一曲毕,她没有再放,还是拿起钥匙出了门,步伐微急。
“我怎好让她跟着我,等一个没有结果的结局。”
声音在脑海中回响。
她的心里,也仿佛一片荒芜。
好像再也不会生长绿茵。
这几天,他没有再给她发过消息。就好像,真的遵守了诺言,再不纠缠。
舒清晚抿紧唇瓣,她开车去了柏悦苑,但是屋里一片黑暗,他并不在那里。
她找过了一遍,经过衣帽间时,目光为放在梳妆台上面的戒指所停留。她还给他的这一枚被安放在一个锦盒
里,几年过去,上面的钻璀璨依旧,它还在原地。
她转而去了趟州越。但是,她只见到了这么晚还在加班忙碌的杭助理,还是没有找到他。
见到她时,杭助理有些意外。他大概清楚他们之间的羁绊,也以为他们之间已经结束,没有想到她还会找容隐。
杭助理犹豫地问:“您是遇到什么事了吗?有什么事要办的话跟我说就可以。”
不是他自作主张,而是容隐早就交代过。即使他不在,她遇到什么事就帮她解决。
北城容二的这一句话,恐怕是万千人所求,而他就那样轻飘飘地许给了她。
毫无条件,毫无门槛。
舒清晚径直问:“他在哪里?我要找他。”
她只是忽然很想见他。可她找了一圈,以为能找到他的地方,却是都没有他的踪影。
看出她的执拗,杭助理跟司机带她去找他。这么晚了,自然不会让她自己一个人去。
舒清晚不算白跑一趟。因为别墅太远,要是没有杭助理给她地址,她即便刚从上面下来,也不一定能找得到路再回去。
他们将她送到了别墅门口。
舒清晚下了车,她抬头看着整栋别墅。漆黑一片,一盏灯都没有开,就跟柏悦苑一样。如果不是杭助理说他还在这里,她可能都要以为里面也没有人。
这就像是金丝织造的牢笼。
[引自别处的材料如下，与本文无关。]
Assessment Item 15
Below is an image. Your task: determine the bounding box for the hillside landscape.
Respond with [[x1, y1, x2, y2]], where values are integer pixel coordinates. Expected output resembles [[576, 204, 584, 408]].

金玉缀之,华丽无比。
可她推开小门飞走,他为何还独自留在笼中?
她按了门铃。
可里面安静得毫无声响。
她继续按着。还是没有动静时,不由有些着急起来。
他若是不在也就算了。可他现在就一个人在里面,她担心会不会出什么意外。
舒清晚在门外站了几分钟,二楼正对着门口的阳台上才终于亮了灯。
她抬头,看见了他的身影。
他的身形被夜色笼罩。本来夜就很深,偏偏他又披了一件墨色的睡袍,同这黑夜融为一体。
看起来仿佛更加孤寂。
舒清晚的眼眶红了红,只是遮在夜色里,不甚显眼。
她已经在这按了很久门铃,她知道他听见了,但是没有开门。
她仰着脸朝他道:“容隐,开门。”
她确实是回来找他。
容隐开口道:“我已经放你离开。”
她明明想离开,他也已经放手,他不知道她为什么还会回来。
容隐眸中的墨色被压抑得极深,注视着站在大门口的人儿。
他的嗓音明明很淡,不知为何,她还是无法平静。她好像真的将他落在了原地,落在了这里。
“是我回来找你。”
容隐沉静地望着她。
这栋别墅周围一片静谧,交通不便,它确实也像一座金丝笼。她明明应该避之不及,不知为何,还要自投罗网。
“我没有要和随珩谈婚论嫁。”
舒清晚望着他,一字一句地同他说清。她将那天欠下的误会都同他解释清楚。
“是随伯母在视频平台上回复的一些评论,可能引起了一些人的放大和误会,他们传播的消息有误。”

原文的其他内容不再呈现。